Tuku Backstage, to be published before the end of the year, cross pollinates several genres; biography, criticism and photography steeped in the music and life of Oliver Mtukudzi, aka Tuku.

The book, also recollects some of the author’s own memoirs from life and work experience.

“From where I stood as Tuku’s long-serving publicist, the book inevitably finds itself criticising the man and his character. I frankly articulate my thoughts about Tuku’s contradicting personality but I also pay very special attention and tribute to his honest music. I devoted many different chapters to his art and creativity,” said Mutamba.

“People love Tuku’s music, especially the different ways that the music touches our hearts. But if fans have the opportunity they would also love to read about the inner personality behind the great music. And so the book unravels Tuku’s life and secrets, his failed first marriage, relationships, the fights with his wife Daisy and the squabbles with his daughters, including the question of the alleged love-child, a son called Selby and a daughter born outside wedlock, Sybil, for whom he eventually admitted paternity.

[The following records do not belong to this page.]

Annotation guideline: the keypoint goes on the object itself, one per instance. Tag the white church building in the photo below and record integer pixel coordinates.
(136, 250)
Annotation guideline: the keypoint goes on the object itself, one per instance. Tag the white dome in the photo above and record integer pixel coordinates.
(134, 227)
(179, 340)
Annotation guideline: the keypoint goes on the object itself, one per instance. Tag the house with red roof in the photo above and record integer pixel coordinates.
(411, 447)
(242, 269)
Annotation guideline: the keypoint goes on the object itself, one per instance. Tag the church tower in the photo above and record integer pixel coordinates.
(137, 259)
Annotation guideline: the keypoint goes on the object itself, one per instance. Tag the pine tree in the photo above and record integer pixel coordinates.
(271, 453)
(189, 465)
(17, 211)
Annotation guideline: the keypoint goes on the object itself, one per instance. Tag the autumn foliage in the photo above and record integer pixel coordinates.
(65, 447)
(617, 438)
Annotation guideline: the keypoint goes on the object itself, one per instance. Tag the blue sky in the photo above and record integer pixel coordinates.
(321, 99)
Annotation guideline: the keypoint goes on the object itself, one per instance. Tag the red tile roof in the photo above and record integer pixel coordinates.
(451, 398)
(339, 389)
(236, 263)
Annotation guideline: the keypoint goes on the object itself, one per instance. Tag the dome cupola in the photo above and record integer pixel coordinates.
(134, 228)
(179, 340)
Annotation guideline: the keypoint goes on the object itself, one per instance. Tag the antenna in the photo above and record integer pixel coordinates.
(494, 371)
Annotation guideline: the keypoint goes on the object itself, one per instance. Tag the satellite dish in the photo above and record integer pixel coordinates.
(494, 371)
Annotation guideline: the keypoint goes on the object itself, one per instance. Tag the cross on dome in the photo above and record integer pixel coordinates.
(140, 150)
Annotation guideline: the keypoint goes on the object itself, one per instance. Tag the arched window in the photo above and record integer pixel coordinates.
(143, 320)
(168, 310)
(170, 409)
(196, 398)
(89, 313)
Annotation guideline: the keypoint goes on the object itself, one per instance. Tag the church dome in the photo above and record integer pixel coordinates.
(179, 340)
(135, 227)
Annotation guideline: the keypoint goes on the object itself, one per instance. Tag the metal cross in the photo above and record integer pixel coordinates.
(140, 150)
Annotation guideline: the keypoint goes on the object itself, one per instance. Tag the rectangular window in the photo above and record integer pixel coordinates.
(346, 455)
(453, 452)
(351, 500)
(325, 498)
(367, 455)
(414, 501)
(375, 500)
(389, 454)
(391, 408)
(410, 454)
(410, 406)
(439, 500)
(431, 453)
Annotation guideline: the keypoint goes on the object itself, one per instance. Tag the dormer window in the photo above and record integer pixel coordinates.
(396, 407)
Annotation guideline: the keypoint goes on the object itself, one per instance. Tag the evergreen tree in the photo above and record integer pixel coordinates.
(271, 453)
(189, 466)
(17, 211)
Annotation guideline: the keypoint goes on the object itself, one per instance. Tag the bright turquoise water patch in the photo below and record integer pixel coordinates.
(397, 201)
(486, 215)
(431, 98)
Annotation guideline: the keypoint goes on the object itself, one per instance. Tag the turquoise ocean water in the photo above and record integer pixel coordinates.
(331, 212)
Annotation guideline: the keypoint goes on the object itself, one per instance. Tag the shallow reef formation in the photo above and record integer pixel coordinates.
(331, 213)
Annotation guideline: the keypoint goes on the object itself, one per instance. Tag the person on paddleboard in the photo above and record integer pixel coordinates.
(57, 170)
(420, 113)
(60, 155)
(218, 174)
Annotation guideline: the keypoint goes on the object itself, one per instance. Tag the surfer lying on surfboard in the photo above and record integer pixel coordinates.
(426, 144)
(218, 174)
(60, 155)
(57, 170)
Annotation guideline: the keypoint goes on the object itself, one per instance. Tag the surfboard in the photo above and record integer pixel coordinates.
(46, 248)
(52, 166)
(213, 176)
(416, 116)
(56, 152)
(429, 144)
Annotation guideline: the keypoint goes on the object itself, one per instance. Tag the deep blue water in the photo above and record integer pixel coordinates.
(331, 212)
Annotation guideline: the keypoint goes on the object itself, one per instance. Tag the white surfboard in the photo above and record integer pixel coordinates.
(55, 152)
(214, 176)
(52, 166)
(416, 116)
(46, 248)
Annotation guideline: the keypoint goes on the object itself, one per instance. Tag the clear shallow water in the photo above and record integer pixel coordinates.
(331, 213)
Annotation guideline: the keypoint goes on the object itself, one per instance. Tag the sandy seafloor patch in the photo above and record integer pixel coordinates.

“But the book also covers Tuku’s philanthropic work and his humble beginnings in life and in music, plus the evolution of the music and its significance and relevance in traditional and contemporary cultures. I write about his days, as a young boy, in the rural areas where he was helped to shape some of his perspectives about life and the melodies that we now know as Tuku Music. Over 20 chapters are devoted to Tuku’s many different aspects of his music and creativity.

“In other words, one gets, from the book, a view of what is held back about Tuku and discusses what is rarely conversed about his great music. That is why I titled the book, Tuku Backstage, because it explores issues tucked away behind the scenes and beyond what is ordinarily known.”

“The book traverses through the 1970s, 1980s and 1990s to this day. People look at Tuku for his music, they also look at him for his moral and ethical values as an icon. Does he personify his didactic music? Does he have to? Tuku Backstage converses with the man’s dreams, successes, adversities but also his moral and ethical challenges, the relevance of his music in diverse cultures, education, politics, spiritualism and social cohesion,” said Mutamba.

The book features 200 exclusive pictures shot by the author, exploding with Tuku’s untold emotion on and off stage and giving readers a rare glimpse into his intensely private life.

“Pictures are vital in the narrative of Tuku’s music and life. In other words, photography reinforces the book substantially. What my pen missed, photography captured far more accurately and honestly than words. I photographed all the pictures in the book in Zimbabwe and away seeing things through my own eyes.

Photography stimulated my thoughts, complementing the trajectory of my writing with fulfilling perspective, relevance and presentation. I attempted to use photography to memorialise Tuku at the level of his music.”

Mutamba said it was not easy writing because some of the people, close to Tuku’s early years and work and would have reinforced the book, did not want to talk. Some who spoke did not inspire the author.

“But that did not stop the book because Tuku himself said I should write. I spent two years on research, interviews, photography and of course listening to his music day and night. Three years went into drafting, writing, editing and production.”